WHAT: Seventeen-year-old Cassandra Mortmain lives in bohemian poverty with her novelist father, stepmother Topaz and sister Rose. When the heirs to the crumbling castle where they live turn up, life will change forever.

WHY: The book mothers give daughters, wrote one critic, and Smith captures a cautionary tale of the misery of being in (unrequited) love for the first time. By Cassandra’s final diary entry, she has “captured the castle” – and our hearts.

2. Cider with Rosie by Laurie Lee, 1959.

WHAT: Lee’s coming-of-age memoir of how his mother, Annie, brought him and his six siblings up after their father walked out at the start of World War I. The children are rationed to berries and bread, Lee sleeping in his mother’s bed.

WHY: Later he remembers cider with Rosie Burdock: “Never to be forgotten, that first long secret drink of golden fire, juice of those valleys and of that time … Rosie’s burning cheeks. Never to be forgotten, or ever tasted again.”

3. 84 Charing Cross Road by Helene Hanff, 1970.

WHAT: Twenty years of correspond­ence between Helene Hanff, a New York City writer, and a used-book dealer in London’s Charing Cross Road. Despite the fact they never met, they share a common passion for books.

WHY: This relationsh­ip touched the hearts of readers around the world. In the 1987 film, Judi Dench and Anne Bancroft were among the cast who “will beguile and put you in tune with mankind“, wrote The New York Times.

4. Chocolat by Joanne Harris, 1999.

WHAT: When Vianne Rocher opens a chocolater­ie called La Céleste Praline in a sleepy French church-going village, she is accused by the local priest of promoting gluttony and tempting indulgence during Lent.

WHY: We are seduced by Vianne’s knack for figuring out everyone’s favourite chocolate. Juliette Binoche was perfectly cast as Vianne in the film, while Johnny Depp infuriated her as gypsy Roux, whose favourite she couldn’t nail.

5. 2 a.m. at the Cat’s Pajamas by Marie-Helene Bertino, 2014.

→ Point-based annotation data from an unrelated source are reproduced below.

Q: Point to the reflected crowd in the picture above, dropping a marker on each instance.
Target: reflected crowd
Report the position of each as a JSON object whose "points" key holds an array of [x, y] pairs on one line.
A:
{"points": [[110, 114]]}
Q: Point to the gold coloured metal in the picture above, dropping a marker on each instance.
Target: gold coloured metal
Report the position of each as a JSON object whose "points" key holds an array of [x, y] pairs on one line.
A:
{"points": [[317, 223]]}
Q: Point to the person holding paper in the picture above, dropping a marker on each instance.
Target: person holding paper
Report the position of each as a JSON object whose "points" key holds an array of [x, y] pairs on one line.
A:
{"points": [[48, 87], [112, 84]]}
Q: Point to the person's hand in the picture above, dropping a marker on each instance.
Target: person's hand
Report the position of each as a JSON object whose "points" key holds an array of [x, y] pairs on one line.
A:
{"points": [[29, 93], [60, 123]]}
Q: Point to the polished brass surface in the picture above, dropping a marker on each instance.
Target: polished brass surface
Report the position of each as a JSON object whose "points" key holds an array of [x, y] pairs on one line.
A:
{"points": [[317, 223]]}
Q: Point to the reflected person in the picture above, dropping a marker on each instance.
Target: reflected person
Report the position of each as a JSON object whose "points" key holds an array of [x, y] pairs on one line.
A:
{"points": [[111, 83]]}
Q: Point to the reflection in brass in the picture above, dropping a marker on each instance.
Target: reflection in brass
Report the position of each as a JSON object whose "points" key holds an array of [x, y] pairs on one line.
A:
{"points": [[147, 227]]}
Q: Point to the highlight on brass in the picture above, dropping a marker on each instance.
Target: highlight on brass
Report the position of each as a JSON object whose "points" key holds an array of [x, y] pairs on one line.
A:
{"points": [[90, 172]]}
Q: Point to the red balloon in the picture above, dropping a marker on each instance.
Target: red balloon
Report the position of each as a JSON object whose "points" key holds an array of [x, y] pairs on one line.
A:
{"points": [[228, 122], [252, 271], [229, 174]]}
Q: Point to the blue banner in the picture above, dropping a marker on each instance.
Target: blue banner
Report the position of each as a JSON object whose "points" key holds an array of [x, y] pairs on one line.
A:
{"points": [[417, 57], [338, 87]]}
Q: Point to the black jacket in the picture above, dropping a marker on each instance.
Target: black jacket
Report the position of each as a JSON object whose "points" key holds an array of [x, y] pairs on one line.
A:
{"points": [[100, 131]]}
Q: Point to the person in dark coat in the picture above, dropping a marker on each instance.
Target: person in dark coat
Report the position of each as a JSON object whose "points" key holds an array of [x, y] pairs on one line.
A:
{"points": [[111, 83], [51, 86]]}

WHAT: Daughter of a jazzman father and recently deceased singer mother, sassy nine-year-old Madeleine Altimari is an aspiring jazz singer too. Doggedly searching for legendary jazz club The Cat’s Pajamas, she’s determined to make her on-stage debut.

WHY: Snow-flaked Philadelph­ia on Christmas Eve is the setting for this debut novel, in which motherless daughters get to have their dreams come true.